Now when it came to receptor tyrosine kinases, we talked about how these are receptors that have tyrosine kinase domains that phosphorylate tyrosine residues. And we talked about the insulin and insulin receptor which would generate the IRS1, the insulin receptor substrate, which was active and phosphorylated. And then IRS1, we know, acted as a branch point, which would lead to 2 different insulin signaling pathways: the insulin RTK signaling on glucose metabolism, which involved PI3K or the pi with a fake 3K label on it, PIP3, PKB, and PDK1, and these would lead to an increase in PIP savings or an increase in glycogen synthesis, as well as the bank tellers ordering some gluten-free doughnuts or an increase in GLUT4 expression. And then, of course, we also talked about another insulin RTK signaling pathway as a growth factor, and this would include 2 other mini pathways, the RAS pathway and the MAPK pathway. The RAS pathway involved the cell ordering 2 orders of Grubhub, putting some hot sauce on there, and ending up getting a rash. And so it involved GRB2, SOS, and RAS, the monomeric G protein. And so here we have a reminder of I got a rash here of our little mnemonic for memorizing that pathway. And then, of course, when the cell got a rash, you would call doctor RAF, who would mix something to make the irking pain go away. And so RAF1 followed by MEK followed by ERK represents the MAPK pathway here. And so we've got doctor RAF and the ERK pill here to remind you of those mnemonics.
Then, after that, we talked about another variation of the RTKs, which was the JAK-STAT signaling pathway. Really what defined these or what differentiated the JAK-STAT pathway from other RTKs was that it does not have a covalently bound tyrosine kinase domain. Instead, it needs to recruit a separate cytosolic tyrosine kinase which was JAK, and it also involved the recruitment of the STAT transcription factors. And so we talked about EPO, Erythropoietin Cytokine being the ligand, JAK being the Tyrosine Kinase, and STAT being the transcription factors. And so recall we talked about a little mnemonic here, which was that lucky Jack's pig spotted polka-dotted truffles, and that reminded us of the 7 steps in the JAK-STAT signaling pathway.

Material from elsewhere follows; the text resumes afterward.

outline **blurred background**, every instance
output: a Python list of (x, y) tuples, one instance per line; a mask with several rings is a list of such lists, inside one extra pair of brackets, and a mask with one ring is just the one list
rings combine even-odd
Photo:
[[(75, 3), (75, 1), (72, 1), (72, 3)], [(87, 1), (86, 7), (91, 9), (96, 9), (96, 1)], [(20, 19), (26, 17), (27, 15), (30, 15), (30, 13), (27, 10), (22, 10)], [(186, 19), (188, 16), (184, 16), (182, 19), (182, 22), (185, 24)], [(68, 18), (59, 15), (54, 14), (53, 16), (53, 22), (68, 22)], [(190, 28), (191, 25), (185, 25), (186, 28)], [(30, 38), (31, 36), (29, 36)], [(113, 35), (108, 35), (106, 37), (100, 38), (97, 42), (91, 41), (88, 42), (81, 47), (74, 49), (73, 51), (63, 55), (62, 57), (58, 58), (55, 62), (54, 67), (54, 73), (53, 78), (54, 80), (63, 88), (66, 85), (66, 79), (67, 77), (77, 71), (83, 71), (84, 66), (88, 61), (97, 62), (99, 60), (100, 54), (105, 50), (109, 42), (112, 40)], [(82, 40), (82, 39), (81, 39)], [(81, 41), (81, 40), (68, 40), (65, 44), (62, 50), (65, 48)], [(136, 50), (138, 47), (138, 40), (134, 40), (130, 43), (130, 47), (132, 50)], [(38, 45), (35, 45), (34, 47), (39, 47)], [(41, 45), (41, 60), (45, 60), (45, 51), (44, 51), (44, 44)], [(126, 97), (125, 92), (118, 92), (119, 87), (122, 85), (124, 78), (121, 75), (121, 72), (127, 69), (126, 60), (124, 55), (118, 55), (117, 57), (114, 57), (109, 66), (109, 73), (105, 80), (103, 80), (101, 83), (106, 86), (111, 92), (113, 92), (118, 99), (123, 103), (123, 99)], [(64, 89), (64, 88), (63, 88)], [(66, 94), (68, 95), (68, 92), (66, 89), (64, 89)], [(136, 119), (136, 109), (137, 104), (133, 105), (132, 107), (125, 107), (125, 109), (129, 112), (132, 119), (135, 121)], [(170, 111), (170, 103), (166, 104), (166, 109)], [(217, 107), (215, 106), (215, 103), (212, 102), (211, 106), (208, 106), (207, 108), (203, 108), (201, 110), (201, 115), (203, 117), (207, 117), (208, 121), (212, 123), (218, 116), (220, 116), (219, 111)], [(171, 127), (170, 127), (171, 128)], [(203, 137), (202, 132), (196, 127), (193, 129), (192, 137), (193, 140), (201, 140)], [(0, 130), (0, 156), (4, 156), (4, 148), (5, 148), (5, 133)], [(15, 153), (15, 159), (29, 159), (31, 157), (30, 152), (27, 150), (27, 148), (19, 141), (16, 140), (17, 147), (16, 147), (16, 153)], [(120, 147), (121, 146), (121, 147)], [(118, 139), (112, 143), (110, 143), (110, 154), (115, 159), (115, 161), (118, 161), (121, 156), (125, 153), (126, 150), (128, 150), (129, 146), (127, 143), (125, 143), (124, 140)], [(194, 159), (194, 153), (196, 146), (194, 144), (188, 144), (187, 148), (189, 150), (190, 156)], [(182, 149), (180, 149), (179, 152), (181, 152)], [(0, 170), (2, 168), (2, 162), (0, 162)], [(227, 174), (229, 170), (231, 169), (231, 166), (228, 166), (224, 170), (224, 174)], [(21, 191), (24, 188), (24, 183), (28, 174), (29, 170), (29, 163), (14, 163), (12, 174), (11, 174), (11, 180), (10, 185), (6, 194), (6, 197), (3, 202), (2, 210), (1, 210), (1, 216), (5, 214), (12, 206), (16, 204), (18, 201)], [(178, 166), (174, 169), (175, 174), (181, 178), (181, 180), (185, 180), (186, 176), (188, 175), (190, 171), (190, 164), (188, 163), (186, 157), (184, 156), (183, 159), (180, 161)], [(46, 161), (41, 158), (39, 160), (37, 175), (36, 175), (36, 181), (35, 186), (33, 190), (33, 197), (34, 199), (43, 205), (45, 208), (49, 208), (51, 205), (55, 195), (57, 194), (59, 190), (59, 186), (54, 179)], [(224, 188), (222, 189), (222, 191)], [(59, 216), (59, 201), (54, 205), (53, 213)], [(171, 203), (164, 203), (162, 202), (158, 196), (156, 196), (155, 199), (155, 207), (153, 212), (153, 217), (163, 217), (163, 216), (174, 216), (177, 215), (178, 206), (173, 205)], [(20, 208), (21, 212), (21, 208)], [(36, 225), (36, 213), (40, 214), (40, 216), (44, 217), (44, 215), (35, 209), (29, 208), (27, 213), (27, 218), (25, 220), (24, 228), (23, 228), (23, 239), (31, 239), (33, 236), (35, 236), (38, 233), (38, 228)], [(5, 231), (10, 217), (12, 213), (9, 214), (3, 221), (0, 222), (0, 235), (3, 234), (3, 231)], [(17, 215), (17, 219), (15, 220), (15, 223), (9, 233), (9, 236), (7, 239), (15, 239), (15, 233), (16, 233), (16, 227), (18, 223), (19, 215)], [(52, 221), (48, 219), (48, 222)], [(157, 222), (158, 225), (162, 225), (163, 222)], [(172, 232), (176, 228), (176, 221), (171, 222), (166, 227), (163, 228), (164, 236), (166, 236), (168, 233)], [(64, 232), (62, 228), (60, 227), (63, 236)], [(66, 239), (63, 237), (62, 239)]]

Last but not least, we talked about lipid hormone signaling, and really the biggest thing the biggest takeaway from this was that lipid hormones, because of their hydrophobic nature, are capable of diffusing directly through plasma membranes and having a more direct effect on metabolic responses and gene expression responses. And so this here concludes our summary of biosignalling and we'll be able to get a little bit more practice as we move forward in our course. So I'll see you guys in our next video.